Kate Kellaway 

Anna Nicole review – an abject story told indecently well

The right balance of pathos, intelligence and vulgarity make this real-life opera fly, writes Kate Kellaway
  
  

Anna Nicole
Eva-Maria Westbroek and Alan Oke in Royal Opera’s Anna Nicole revival. Photograph: Tristram Kenton Photograph: Tristram Kenton/Guardian

Mark-Anthony Turnage’s Anna Nicole, making a comeback to the ROH (its premiere was in 2011), is opera as contemporary cautionary tale. It is based on the true story of Anna Nicole Smith, a Texas stripper from a trailer trash family (“no love, no joy, no heart, no air con” is how she describes her background). She deforms her body with breast enhancements and transforms her fate. She becomes a Playboy model, marries an 89-year-old oil billionaire and evolves into a full-breasted, empty celebrity with her own TV show.
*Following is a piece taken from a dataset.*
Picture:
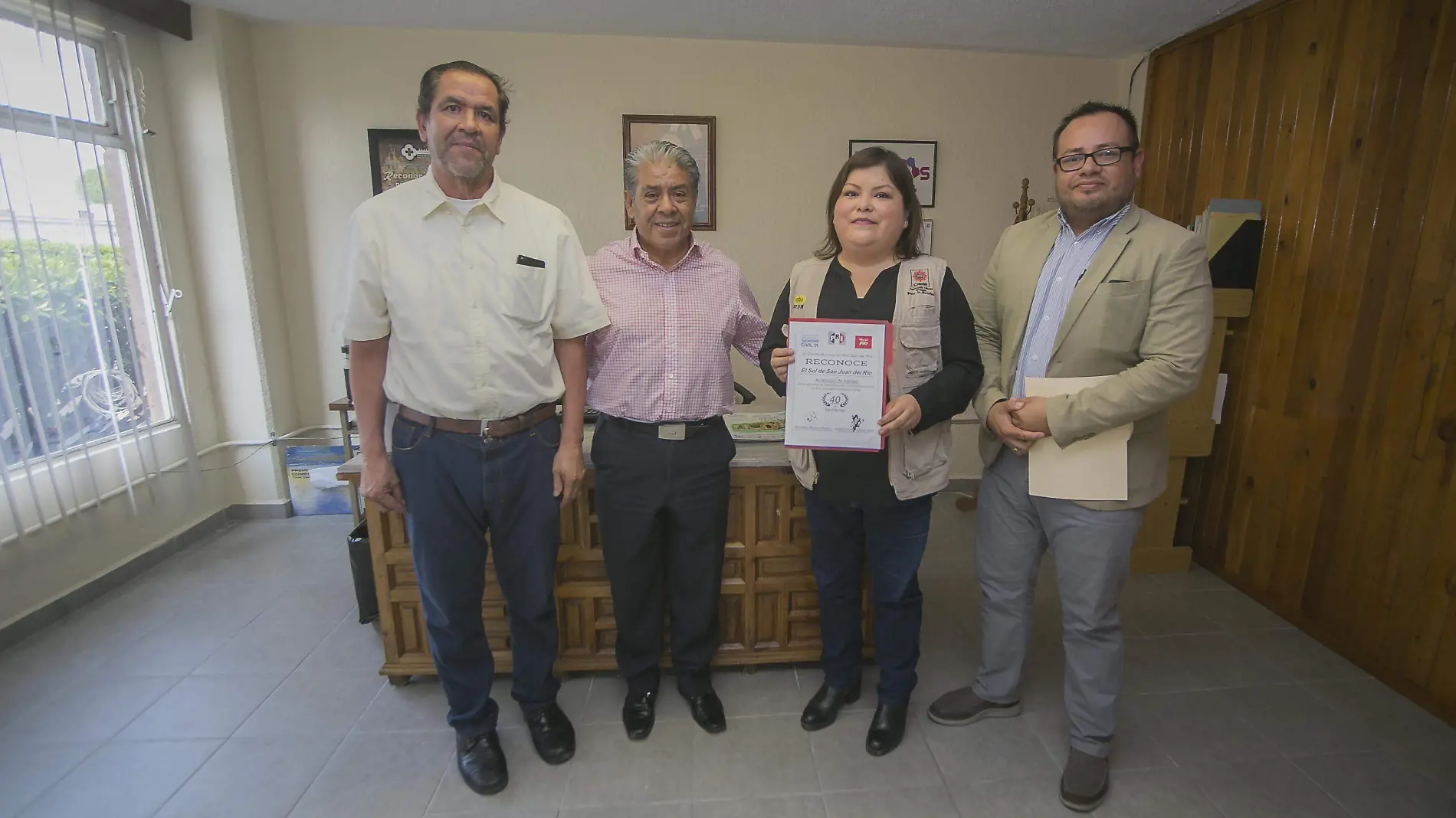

The side effect of relentless surgery is chronic back pain and an addiction to painkillers that will lead to her death.

Eva-Maria Westbroek brings out her pathos magnificently, especially when, in puce bodysuit, her pole dancing comes close to sacrifice, the pole her cross. Richard Thomas’s libretto (he co-wrote Jerry Springer: The Opera) tells the abject story indecently well and Richard Jones’s production, with suitably vulgar set by Miriam Buether, is imaginatively uncompromising (I liked the paparazzi with camera heads). There is excellent work from Susan Bickley as Anna Nicole’s mother, Alan Oke as the geriatric billionaire, Rod Gilfry as the creepily opportunistic lawyer and Andrew Rees as slippery Doctor Yes.

Above all, Turnage’s disturbing score, describing an American dream turned nightmare, triumphs. He excels at predatory harmonies (although there is also skittish light relief in the introduction to Jim’s Krispy Fried Chicken and Anna’s first husband). But what gives the opera its power is the persistent disconnect between score and subject: intelligent urgency in contrast to dismaying mindlessness and the sleazily grotesque.

Until 24 September. Royal Opera House, London.